Glamorgan captain Jacques Rudolph believes the new Twenty20 tournament planned by the England and Wales Cricket Board (ECB) could benefit the county game.
The competition is set to start in 2020 and Glamorgan will bid for their Cardiff home to be among eight new city venues playing 36 games in 38 days.
The host city bidding process starts on Wednesday, 29 March.
"I think it's exciting for the game of cricket," Rudolph told BBC Wales Sport.
"Potentially the ECB realise that in terms of T20 competitions around the world they're just lagging behind, and they need something new to try and bolster county cricket."
Squads of the eight T20 teams will be made up of 15 players and include three overseas players.
That will leave 96 players being selected from the 18 counties, which averages out at just over five apiece.
"I think it's potentially a great incentive for young players coming through the ranks, the young Aneurin Donalds and Kiran Carlsons [both Glamorgan players] of this world," added Rudolph.
"I don't think I will be around that time, but I'm happy for guys who can potentially play in that."
ECB chief executive Tom Harrison hopes the new competition will rival the Indian Premier League and Big Bash in Australia as the leading T20 tournaments in the world.
What is changing?
On Monday, the ECB presented a detailed overview of its proposals for a new Twenty20 competition to its 41 members. These included:
- Eight new teams playing combined total of 36 games over a 38-day summer window, with four home games per team
- All games televised, with significant free-to-air exposure
- No scheduling overlap with the existing T20 Blast competition
- An Indian Premier League-style play-off system to give more incentive for finishing higher up the league
- A players' draft, with squads of 15 including three overseas players
- Each of the 18 Counties guaranteed £1.3m
A referendum has been sent out, inviting stakeholders to sanction a tournament including eight teams, rather than the 18 counties, who traditionally contest the main domestic competitions.

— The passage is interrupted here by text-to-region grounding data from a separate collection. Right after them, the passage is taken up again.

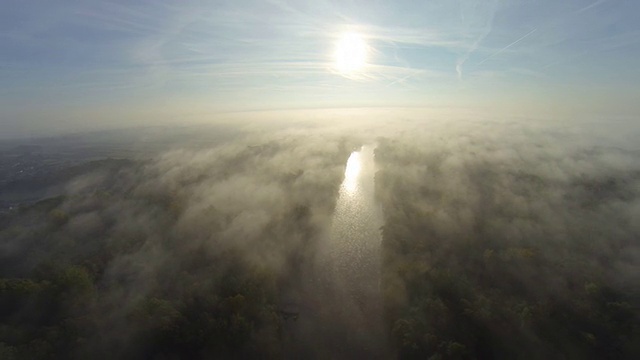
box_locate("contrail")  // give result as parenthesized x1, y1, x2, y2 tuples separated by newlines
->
(386, 71, 419, 87)
(577, 0, 607, 13)
(475, 28, 537, 67)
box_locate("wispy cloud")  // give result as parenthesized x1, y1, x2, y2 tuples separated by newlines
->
(577, 0, 609, 14)
(456, 0, 500, 80)
(474, 28, 538, 67)
(1, 0, 640, 132)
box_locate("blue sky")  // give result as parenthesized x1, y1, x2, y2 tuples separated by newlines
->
(1, 0, 639, 137)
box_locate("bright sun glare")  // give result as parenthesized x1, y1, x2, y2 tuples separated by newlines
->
(334, 32, 368, 75)
(343, 150, 362, 193)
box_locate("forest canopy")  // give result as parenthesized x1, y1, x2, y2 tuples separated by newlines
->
(0, 119, 639, 359)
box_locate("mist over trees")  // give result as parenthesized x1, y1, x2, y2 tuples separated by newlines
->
(375, 119, 640, 359)
(0, 118, 638, 359)
(0, 131, 357, 359)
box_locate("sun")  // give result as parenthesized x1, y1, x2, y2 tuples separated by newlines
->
(333, 32, 368, 75)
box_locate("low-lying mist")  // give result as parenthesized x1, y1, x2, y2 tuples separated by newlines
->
(375, 118, 640, 359)
(0, 115, 638, 359)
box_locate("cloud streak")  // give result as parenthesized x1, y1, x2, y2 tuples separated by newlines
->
(475, 28, 538, 67)
(2, 0, 640, 137)
(577, 0, 609, 14)
(455, 0, 500, 80)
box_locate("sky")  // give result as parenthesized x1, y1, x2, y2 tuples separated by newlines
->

The ECB is made up of 41 stakeholders, which includes the 18 first-class counties, the MCC, the Minor Counties Cricket Association and the recreational boards, and a minimum of 31 will need to vote in favour for the plans to progress.
"I will ask the ECB board to trigger a change in our Articles of Association to enable the introduction of the proposed new T20 competition," said ECB chairman Colin Graves.
"We face a ground-breaking opportunity in the weeks and months ahead - and if our members embrace it, the ECB will work with everyone in the game to ensure this huge potential and the investment that will come with this delivers an even stronger future for the game."